Using Gabe’s own cells to do the repairs
But there was another, newer surgical option that Dr. Latz told Gabe about called articular chondrocyte implantation, or MACI®.
MACI uses the patient’s own cells to create a durable repair for damaged knee cartilage. It’s been used successfully for several years in adults, but it requires special approval for patients under 18, and is only performed at a handful of pediatric hospitals in the nation, most of them participants in the Research in OsteoChondritis of the Knee collaborative.
Dr. Latz explained that this surgery was the best chance to restore function to Gabe’s knee, and to help him return to an active lifestyle.
“I wanted a definitive answer and to be healed,” Gabe said. “I did some research on my own, and decided I wanted to try the MACI repair. I had 100% faith that this surgery would heal my knee.”
With Gabe committed to the process, Dr. Latz performed a second arthroscopy, collecting two to three patches of healthy knee cartilage, each about the size of a Tic Tac®. After removing the cells, they were sent to a lab in Cambridge, Mass., where they were embedded onto a special sponge-like material.
Gabe’s cells were treated to help them expand and multiply. A few weeks later during an outpatient arthroscopy, Dr. Latz matched the size and shape of the cartilage repair material to the defect. After being implanted back into his knee, the cartilage cells began regenerating, forming a tissue repair that filled the “pothole,” or the damaged area of the knee cartilage.
“This procedure was a similar experience to the others, but to recover, I did a lot of physical therapy at Children’s Mercy College Boulevard with Nathan Apple, PT, physical therapist,” Gabe said. “I had worked with Nathan before, but this time, the therapy was much more intense, and I had to do a lot of extra work at home on my own.”
After spending most of his junior year in high school on crutches, Gabe was released from therapy in April 2020.
Now midway through Gabe’s senior year, his knee is standing up to the test. “My knee feels very, very good,” he said. “I’m completely recovered.” But Gabe is also careful which activities he participates in.
“No more high-impact sports for me,” he said. “I do weightlifting, but other than that, I’ve given sports up. I’ve found other things I enjoy, like fishing, volunteering and school.

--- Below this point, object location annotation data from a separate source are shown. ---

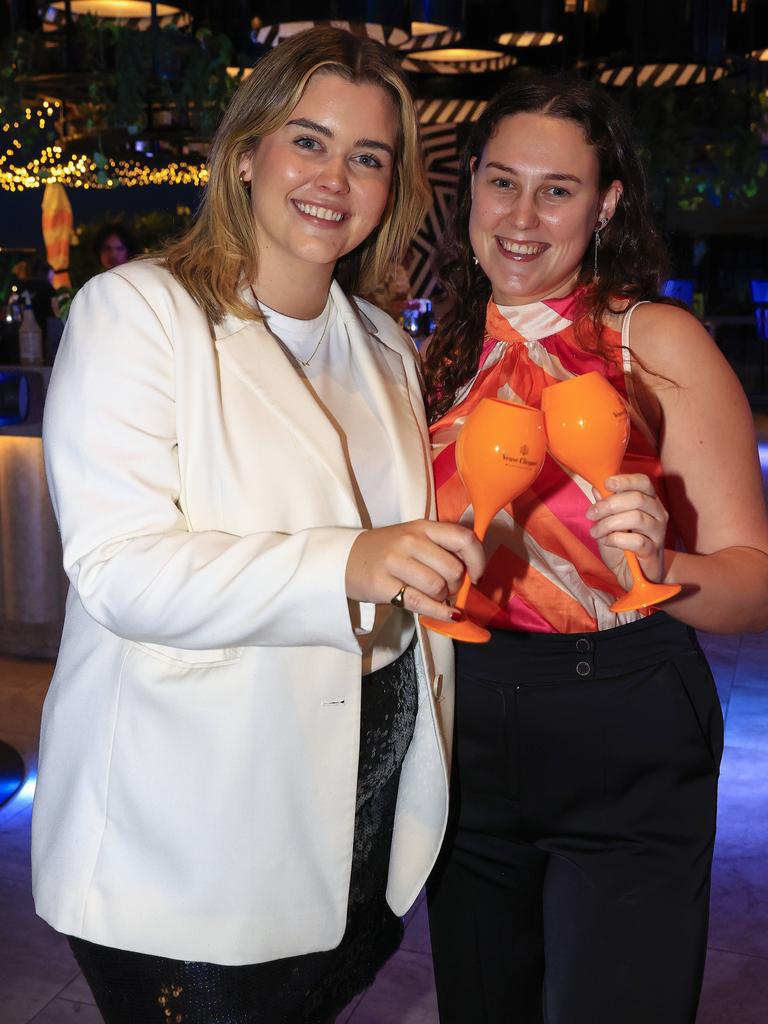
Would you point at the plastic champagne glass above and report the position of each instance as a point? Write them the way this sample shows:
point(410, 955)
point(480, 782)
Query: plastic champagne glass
point(588, 428)
point(499, 453)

“I had my second surgery when I was going for my driver’s license,” Gabe said. “That was a bit of a setback, but this whole experience has made me slow down and be more laid back.”
It’s also influenced Gabe’s plans for college and beyond. “I’ll graduate from Grain Valley High School in May 2021 and plan to go to the University of Missouri-Columbia to study biology,” he said. “After that, I’d like to attend medical school and maybe pursue a career in research.”